SAM: What is that? GIMLI: Nothing, it's just a wisp of cloud. BOROMIR: It's moving fast, against the wind. LEGOLAS: Crebain! From Dudland! ARAGORN: Hide! […] SARUMAN: Cuiva nwalca Carnirasse; nai yarvaxea rasselya! (Wake up cruel Redhorn! May your horn be bloodstained!) LEGOLAS: There is a fell voice on the air GANDALF: It's Saruman! ARAGORN: He's trying to bring down the mountain! Gandalf! We must turn back!
Saruman's use of the elements of the world, both the mountain storm and the cloud of crows, pit the fellowship in the classic duel between man and the natural elements in the world… or maybe the supernatural elements in this case.
BILBO [on hobbits]: But where our hearts truly lie is in peace and quiet and good tilled earth, for all Hobbits share a love of all things that grow.
Man (or hobbit) and nature aren't always fighting against one another. In the Shire, the two coexist perfectly and peacefully. This part of Bilbo's description features shots of Sam gardening, so we already know to associate him with caring and kindness.
ORC The trees are strong, my Lord. The roots go deep. SARUMAN Rip them all down.

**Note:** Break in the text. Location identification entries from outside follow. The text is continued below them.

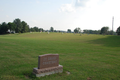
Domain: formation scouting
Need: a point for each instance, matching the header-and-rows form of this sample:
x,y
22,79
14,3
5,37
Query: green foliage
x,y
91,31
12,26
104,30
93,56
18,24
118,31
77,30
3,28
25,27
69,30
51,29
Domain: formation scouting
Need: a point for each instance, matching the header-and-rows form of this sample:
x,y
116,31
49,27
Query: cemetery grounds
x,y
95,57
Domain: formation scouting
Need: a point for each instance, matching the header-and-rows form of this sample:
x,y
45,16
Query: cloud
x,y
80,3
67,8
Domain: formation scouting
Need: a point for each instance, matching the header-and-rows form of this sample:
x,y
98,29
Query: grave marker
x,y
48,64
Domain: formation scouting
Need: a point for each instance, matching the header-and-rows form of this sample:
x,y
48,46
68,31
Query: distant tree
x,y
91,31
25,27
77,30
104,30
118,31
32,29
11,26
51,29
36,29
69,30
3,28
41,29
18,24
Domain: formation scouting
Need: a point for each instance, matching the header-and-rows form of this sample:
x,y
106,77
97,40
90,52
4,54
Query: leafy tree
x,y
41,30
104,30
12,26
77,30
25,27
69,30
32,29
118,31
3,28
51,29
18,24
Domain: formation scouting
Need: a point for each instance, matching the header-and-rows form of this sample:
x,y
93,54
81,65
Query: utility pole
x,y
112,24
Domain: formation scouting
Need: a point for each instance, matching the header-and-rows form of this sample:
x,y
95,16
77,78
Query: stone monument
x,y
48,64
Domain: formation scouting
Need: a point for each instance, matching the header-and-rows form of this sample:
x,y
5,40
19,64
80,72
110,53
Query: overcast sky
x,y
62,14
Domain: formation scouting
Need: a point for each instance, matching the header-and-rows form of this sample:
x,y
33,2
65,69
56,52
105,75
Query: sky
x,y
62,14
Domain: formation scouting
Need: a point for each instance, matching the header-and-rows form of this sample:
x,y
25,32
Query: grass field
x,y
87,56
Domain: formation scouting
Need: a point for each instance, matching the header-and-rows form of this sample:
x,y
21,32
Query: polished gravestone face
x,y
48,60
48,64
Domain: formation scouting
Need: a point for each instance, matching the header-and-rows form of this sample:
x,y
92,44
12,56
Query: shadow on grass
x,y
29,75
109,41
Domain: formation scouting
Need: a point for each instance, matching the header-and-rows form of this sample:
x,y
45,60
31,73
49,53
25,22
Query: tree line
x,y
19,26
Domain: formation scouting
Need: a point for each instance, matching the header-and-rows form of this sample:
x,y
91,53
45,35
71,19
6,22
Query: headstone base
x,y
47,71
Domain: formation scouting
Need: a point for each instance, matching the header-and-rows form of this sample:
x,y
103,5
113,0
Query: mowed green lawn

Saruman is ripping down trees like a lumber company in the Amazon. This is probably the most visceral man (or orc) versus nature scene of the movie as the fire and iron of Orthanc contrasts the giant trees as they're torn down and thrown into the pit to forge the orc's armor and weapons; trading the life and peace of the forest for death and war.
Gandalf carries an old, twisted, wooden staff and travels the world. Saruman's staff is angular, made of steel; he sits in his tower, Orthanc.
Gandalf seems to be much more in tune with nature and his surroundings that Saruman who sits alone on his iron throne. The juxtaposition of these characters furthers our trust of nature and our hate of man (or wizard's) interference with it.